An ode to liquid, the wetness that passes through your lips, massages your taste buds and, in a split second, changes them forever. A song in praise of the rubdown, the loosener, the stress reducer, the "aw yeah, that's a good one" concoction. Rejoice for the bartenders who know so much more than we do about the chemistry and art of creation. We owe them a big kiss, or at least a fat tip. Over the past year, we have sampled drinks, many of the alcoholic variety, others quite virginal, in an ongoing crusade to ferret out the bestest, oddest, most intriguing and sexiest drinks in the St. Louis area. The drinks we liked best in 2003 are listed below, along with the establishments that served them.
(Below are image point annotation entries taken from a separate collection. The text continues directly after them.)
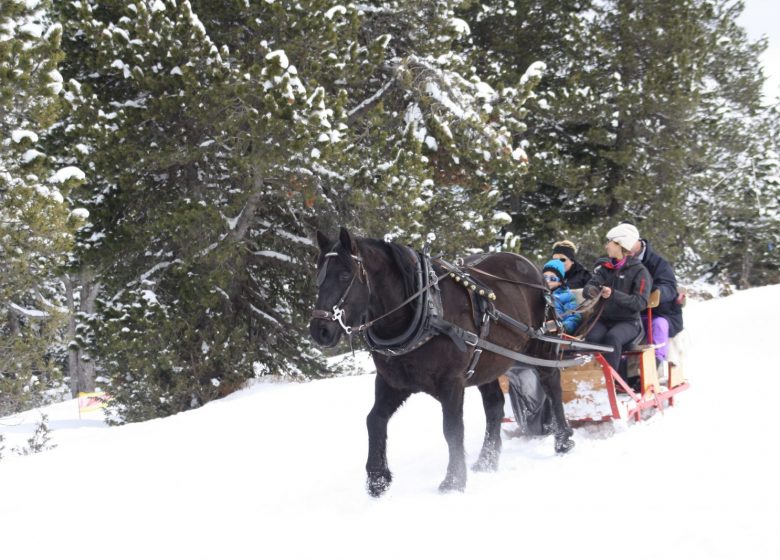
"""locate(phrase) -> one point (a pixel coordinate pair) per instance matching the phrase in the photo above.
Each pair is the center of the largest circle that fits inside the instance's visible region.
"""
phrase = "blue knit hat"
(555, 266)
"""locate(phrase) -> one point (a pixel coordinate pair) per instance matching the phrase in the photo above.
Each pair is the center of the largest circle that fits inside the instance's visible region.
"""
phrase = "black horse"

Lindeman's Framboise at 33 Wine Shop and Tasting Bar, 1913 Park Avenue, 314-231-9463. It is the most exquisite nectar that can be had, this Belgian ale that overflows with heavenly raspberry tartness. "It's like raspberry Champagne beer," we wrote this summer, "and is hands-down the Perfect Summer Drink, served in twelve-ouncers that look like mini-bubbly bottles and tasting like nothing other than a raspberry wallop-upside-the-head." Thirty-three, an intimate Lafayette Square establishment, sells it, as do most fine liquor stores; if you don't like beer, you'll still like this. If you like Champagne, you'll adore this; if you like fruit juice, this will make you happy. If you like raspberry, brace yourself, because you'll be positively orgasmic.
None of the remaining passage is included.